Il a également défendu la sélection argentine face aux accusations d’anti-jeu.

"Je respecte l’avis de chacun. Mais j’ai une grande admiration pour une sélection qui vient d’un titre mondial et d’un titre sud-américain, dirigée par un ami à moi. C’est de l’admiration et de la reconnaissance. Chacun utilisera ses armes footballistiques et celui qui saura limiter les qualités de l’adversaire sera proche de la victoire."

Concernant le match, il estime que ce sont les petits détails qui feront la différence.

"Eux ont connu des situations difficiles sur le plan footballistique. Quand je parle de similitude de caractère, c’est similaire. Je me retrouve dans Scaloni et en moi-même. Nous avons beaucoup de choses en commun. Il faut gagner sur les détails, rester fidèles à notre idée et essayer de nous imposer.

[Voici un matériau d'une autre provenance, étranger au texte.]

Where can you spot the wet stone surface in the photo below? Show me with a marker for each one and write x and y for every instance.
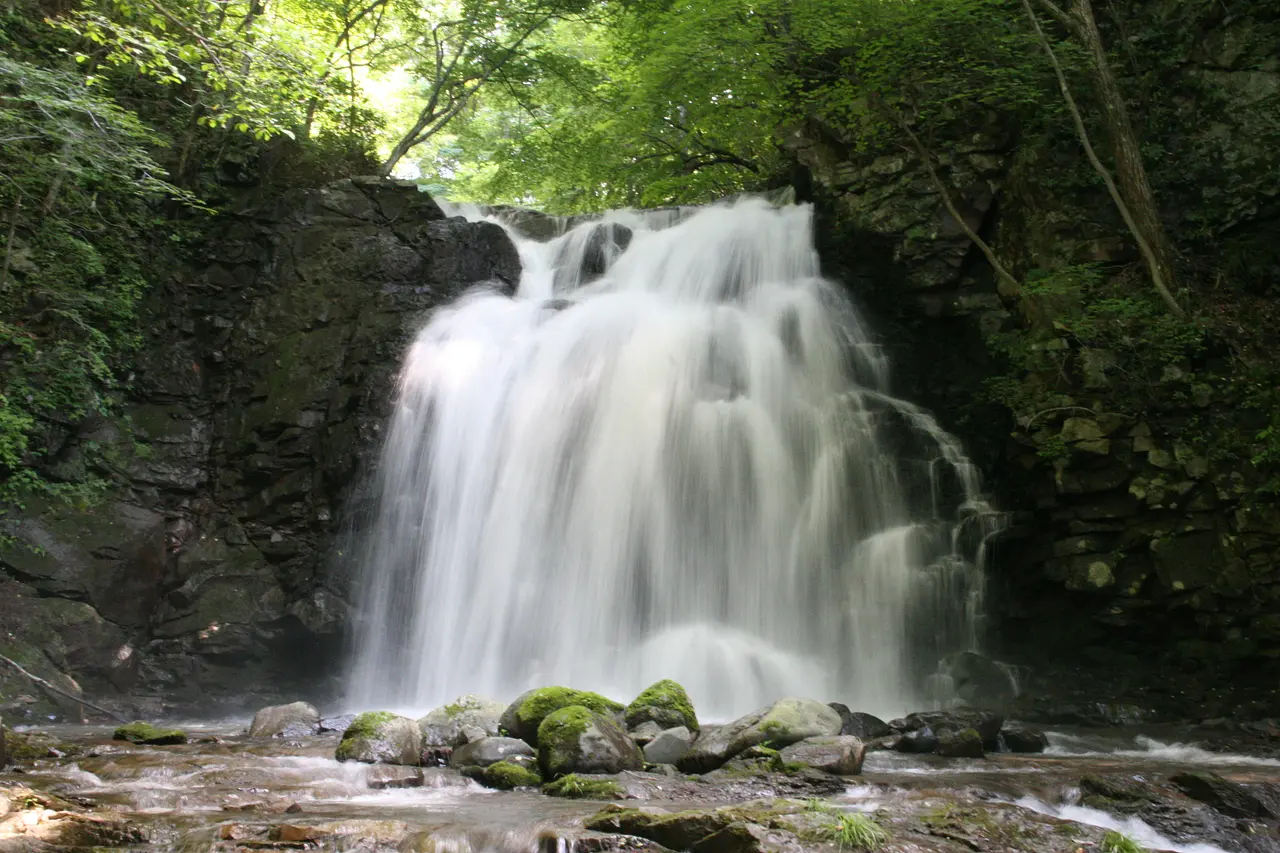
(224, 792)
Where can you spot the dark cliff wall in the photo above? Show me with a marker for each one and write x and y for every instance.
(1143, 562)
(254, 413)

Quand il faudra souffrir, nous souffrirons et quand ce sera possible, nous essaierons de prendre l’avantage."

Lamine Yamal

De la Fuente a aussi évoqué l’état actuel de Lamine Yamal.

"Il avait reçu un gros coup dans une zone douloureuse (ce que nous appelons ‘bocadillo’). Hier (jeudi), nous avons préféré qu’il se repose et aujourd’hui (vendredi), il a participé normalement à l’entraînement. Il est en parfaite condition physique."

Il souligne également avoir eu une conversation avec l’ancien sélectionneur qui a remporté un Mondial avec l’Espagne.

"J’ai déjà demandé à Del Bosque. C’est une personne que j’apprécie beaucoup et c’est un sage du football. Il a vécu cette situation et il est important qu’il te donne quelques conseils."